On 27 February 2012, the House of Representatives passed three bills to replace the Northern Territory Emergency Response Act 2007 which is due to expire in August 2012. The Bills will now be debated in the Senate. The
The Bills propose extending alcohol bans and increase penalties for breaches, strengthening community alcohol management plans and expanding the Improving School Enrolment and Attendance Measure (SEAM) to four towns and 18 communities.
Reconciliation Australia supports the overarching intention of the three pieces of legislation under consideration by the Senate Standing Committee on Community Affairs. However we also believe that the way in which policy is developed and implemented is just as important in moving towards a more reconciled Australia. In particular, we know that stronger relationships, built on shared knowledge and respect, are the basis for successful policies that improve the lives of Aboriginal and Torres Strait Islander peoples.

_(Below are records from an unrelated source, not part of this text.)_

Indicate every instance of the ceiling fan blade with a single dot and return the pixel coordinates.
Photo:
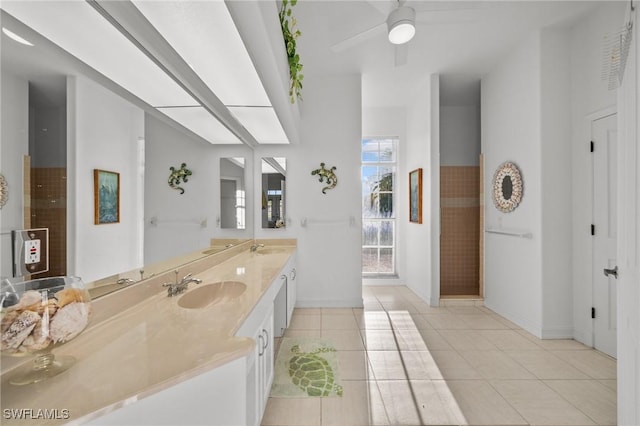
(401, 54)
(384, 7)
(451, 16)
(359, 38)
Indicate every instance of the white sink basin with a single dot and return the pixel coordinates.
(211, 294)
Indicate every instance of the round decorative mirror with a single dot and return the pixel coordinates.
(507, 187)
(4, 192)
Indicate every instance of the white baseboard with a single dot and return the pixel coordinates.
(382, 281)
(353, 303)
(558, 333)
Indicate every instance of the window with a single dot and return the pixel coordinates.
(378, 215)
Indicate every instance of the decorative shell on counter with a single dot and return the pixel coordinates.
(42, 318)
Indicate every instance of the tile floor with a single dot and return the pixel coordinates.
(403, 362)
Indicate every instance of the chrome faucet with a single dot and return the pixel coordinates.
(255, 247)
(125, 281)
(179, 287)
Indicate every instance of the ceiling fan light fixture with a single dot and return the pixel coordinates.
(401, 25)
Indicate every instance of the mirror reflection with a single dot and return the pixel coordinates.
(39, 85)
(232, 193)
(274, 171)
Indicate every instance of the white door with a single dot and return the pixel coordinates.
(629, 241)
(605, 157)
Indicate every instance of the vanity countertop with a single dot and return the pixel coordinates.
(149, 346)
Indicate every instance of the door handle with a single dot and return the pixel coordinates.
(614, 272)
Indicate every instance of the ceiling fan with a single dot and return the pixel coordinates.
(401, 21)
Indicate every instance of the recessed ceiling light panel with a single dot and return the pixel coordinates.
(15, 37)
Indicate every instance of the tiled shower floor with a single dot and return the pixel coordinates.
(403, 362)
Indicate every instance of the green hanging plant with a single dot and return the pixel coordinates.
(290, 34)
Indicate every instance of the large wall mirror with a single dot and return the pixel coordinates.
(46, 69)
(232, 193)
(274, 172)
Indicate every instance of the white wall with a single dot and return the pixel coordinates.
(511, 132)
(589, 94)
(392, 122)
(14, 145)
(329, 254)
(459, 135)
(103, 134)
(185, 222)
(555, 175)
(422, 241)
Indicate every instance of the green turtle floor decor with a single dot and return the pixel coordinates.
(312, 373)
(306, 367)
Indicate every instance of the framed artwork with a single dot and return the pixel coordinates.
(106, 195)
(415, 196)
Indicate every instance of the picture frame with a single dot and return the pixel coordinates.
(106, 194)
(415, 196)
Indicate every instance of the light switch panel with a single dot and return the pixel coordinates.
(31, 251)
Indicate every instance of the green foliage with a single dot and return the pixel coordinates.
(290, 34)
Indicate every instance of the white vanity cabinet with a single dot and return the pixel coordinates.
(260, 363)
(235, 393)
(292, 286)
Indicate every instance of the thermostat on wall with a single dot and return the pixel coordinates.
(30, 251)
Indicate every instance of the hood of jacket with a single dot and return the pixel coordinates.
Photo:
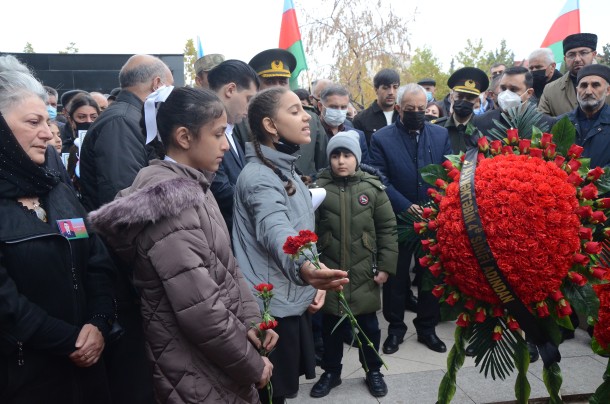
(163, 189)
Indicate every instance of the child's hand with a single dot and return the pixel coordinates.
(381, 278)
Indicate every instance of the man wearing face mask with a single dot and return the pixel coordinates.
(592, 116)
(515, 91)
(542, 66)
(399, 151)
(466, 85)
(559, 96)
(333, 104)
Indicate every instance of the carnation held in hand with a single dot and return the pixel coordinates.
(514, 237)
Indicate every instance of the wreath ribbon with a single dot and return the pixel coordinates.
(480, 247)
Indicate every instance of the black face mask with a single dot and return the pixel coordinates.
(413, 120)
(539, 82)
(463, 108)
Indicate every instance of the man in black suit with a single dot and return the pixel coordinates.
(235, 83)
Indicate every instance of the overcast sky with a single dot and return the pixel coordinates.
(241, 28)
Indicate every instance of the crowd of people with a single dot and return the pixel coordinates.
(136, 224)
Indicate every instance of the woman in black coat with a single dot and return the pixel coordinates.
(55, 299)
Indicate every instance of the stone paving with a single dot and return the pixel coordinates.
(415, 373)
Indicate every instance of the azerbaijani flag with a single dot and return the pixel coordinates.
(290, 39)
(199, 48)
(567, 23)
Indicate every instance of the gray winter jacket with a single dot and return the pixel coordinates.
(263, 217)
(196, 305)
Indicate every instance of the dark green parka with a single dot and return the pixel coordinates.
(356, 227)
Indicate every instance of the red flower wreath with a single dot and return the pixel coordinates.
(527, 210)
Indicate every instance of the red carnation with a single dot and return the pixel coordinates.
(425, 261)
(585, 233)
(575, 179)
(573, 166)
(483, 144)
(428, 212)
(497, 334)
(580, 259)
(436, 269)
(598, 217)
(440, 183)
(524, 145)
(584, 212)
(593, 247)
(497, 311)
(598, 272)
(542, 309)
(559, 160)
(593, 175)
(420, 227)
(575, 151)
(546, 139)
(536, 152)
(496, 146)
(512, 136)
(438, 291)
(603, 203)
(480, 315)
(512, 324)
(577, 278)
(463, 320)
(452, 298)
(589, 192)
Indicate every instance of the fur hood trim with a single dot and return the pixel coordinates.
(150, 204)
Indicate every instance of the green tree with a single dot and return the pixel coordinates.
(361, 39)
(604, 58)
(190, 56)
(69, 49)
(425, 64)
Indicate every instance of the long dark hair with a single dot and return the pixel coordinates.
(265, 104)
(188, 107)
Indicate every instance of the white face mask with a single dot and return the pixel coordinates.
(335, 117)
(507, 99)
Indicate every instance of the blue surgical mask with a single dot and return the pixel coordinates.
(52, 112)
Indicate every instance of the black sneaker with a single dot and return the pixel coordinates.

We support the fact that the Commonwealth Government consulted widely with Aboriginal people across the Northern Territory on a discussion paper about what would be part of the new legislation. However we consider that the six-week consultation period was insufficient for people to consider the complex issues raised by the paper and so far the Government has not supported any of the local solutions that were put forward by participants during the consultations.
We hope that this may be announced as part of the 2012-13 Budget. We will also be looking in the Budget for investments in the governance capacity of local Aboriginal organisations and communities so that they can engage in the design and delivery of policies that affect them. In order for Government and communities to work in partnership, the Government too must continue to improve the way it engages and also be willing to support local solutions.
We are cautiously optimistic about the reforms to alcohol management in the Northern Territory which have the potential to support locally-owned solutions but we are concerned that the increased penalties include imprisonment sentences. We do not believe that the SEAM program will be successful in improving school attendance unless it is implemented on the strength of respectful relationships between the school, government representatives and parents. We also know that the SEAM program alone will not address the multiple causes of poor school attendance.
We recommend that the Government supports the development of local Education Management Plans (EMPs) which would provide a formal avenue for schools and communities to drive local solutions.